Generalizations of the Johnson bound include versions for q-ary alphabets developed at institutions like École Polytechnique and refinements connecting to the Elias bound and the Plotkin bound researched at Bell Labs and Princeton University. The bound is related to linear programming bounds by Delsarte and to combinatorial inequalities used in treatments from University of Waterloo and Télécom Paris. Further extensions connect to list-decoding capacity results and to bounds arising in extremal set theory studied by researchers at University of Minnesota and Rutgers University.
Typical numerical illustrations compare A(n,d) estimates from the Johnson bound with values from the Hamming and Gilbert–Varshamov bounds, as in lecture notes circulated at Harvard University and Stanford University. For moderate n (e.g., n around 50–200), researchers at University of Illinois Urbana-Champaign and University College London compute Johnson-bound-based upper limits that often tighten Hamming-bound estimates, especially for constrained constant-weight codes used in experiments at Bell Labs and in simulations at Los Alamos National Laboratory. Tables used in textbooks from Springer Science+Business Media juxtapose Johnson bounds with empirical code sizes from implementations at Nokia research labs and academic coding groups.

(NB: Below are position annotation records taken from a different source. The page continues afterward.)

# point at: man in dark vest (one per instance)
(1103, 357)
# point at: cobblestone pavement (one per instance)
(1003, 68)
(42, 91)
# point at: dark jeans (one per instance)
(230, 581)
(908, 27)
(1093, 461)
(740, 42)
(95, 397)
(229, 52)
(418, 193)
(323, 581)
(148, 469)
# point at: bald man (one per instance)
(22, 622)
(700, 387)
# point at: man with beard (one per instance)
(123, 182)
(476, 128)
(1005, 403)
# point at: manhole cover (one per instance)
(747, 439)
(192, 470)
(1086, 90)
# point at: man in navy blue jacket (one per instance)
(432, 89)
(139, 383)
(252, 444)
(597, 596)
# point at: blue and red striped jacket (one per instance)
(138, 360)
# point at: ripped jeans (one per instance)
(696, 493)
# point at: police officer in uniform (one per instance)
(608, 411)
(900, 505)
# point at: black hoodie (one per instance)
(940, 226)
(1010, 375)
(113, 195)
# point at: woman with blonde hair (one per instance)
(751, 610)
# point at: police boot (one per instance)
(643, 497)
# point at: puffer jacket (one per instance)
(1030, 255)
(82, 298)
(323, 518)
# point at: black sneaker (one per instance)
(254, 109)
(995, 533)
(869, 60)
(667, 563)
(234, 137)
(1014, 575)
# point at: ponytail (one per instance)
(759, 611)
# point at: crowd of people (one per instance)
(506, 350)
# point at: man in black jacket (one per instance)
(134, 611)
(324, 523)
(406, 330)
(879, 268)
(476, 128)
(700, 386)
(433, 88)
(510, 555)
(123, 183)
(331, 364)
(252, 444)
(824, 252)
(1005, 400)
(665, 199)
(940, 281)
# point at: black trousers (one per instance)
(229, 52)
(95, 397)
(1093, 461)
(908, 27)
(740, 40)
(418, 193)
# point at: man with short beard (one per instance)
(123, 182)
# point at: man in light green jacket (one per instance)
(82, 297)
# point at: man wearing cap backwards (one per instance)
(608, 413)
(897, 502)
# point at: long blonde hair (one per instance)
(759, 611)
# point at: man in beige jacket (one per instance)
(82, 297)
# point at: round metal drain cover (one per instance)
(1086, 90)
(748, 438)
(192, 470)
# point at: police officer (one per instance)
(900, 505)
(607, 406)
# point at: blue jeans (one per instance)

The bound originated in work by R. C. Johnson and contemporaries interacting with coding theorists at Bell Labs and academic centers like Princeton University and Massachusetts Institute of Technology. Subsequent refinements and widespread exposition were contributed by researchers affiliated with Harvard University, Cambridge University, and ETH Zurich, and propagated through conferences including the IEEE International Symposium on Information Theory. Its role in list decoding and combinatorial design theory was elaborated by scholars from Microsoft Research, University of California, Berkeley, and Carnegie Mellon University.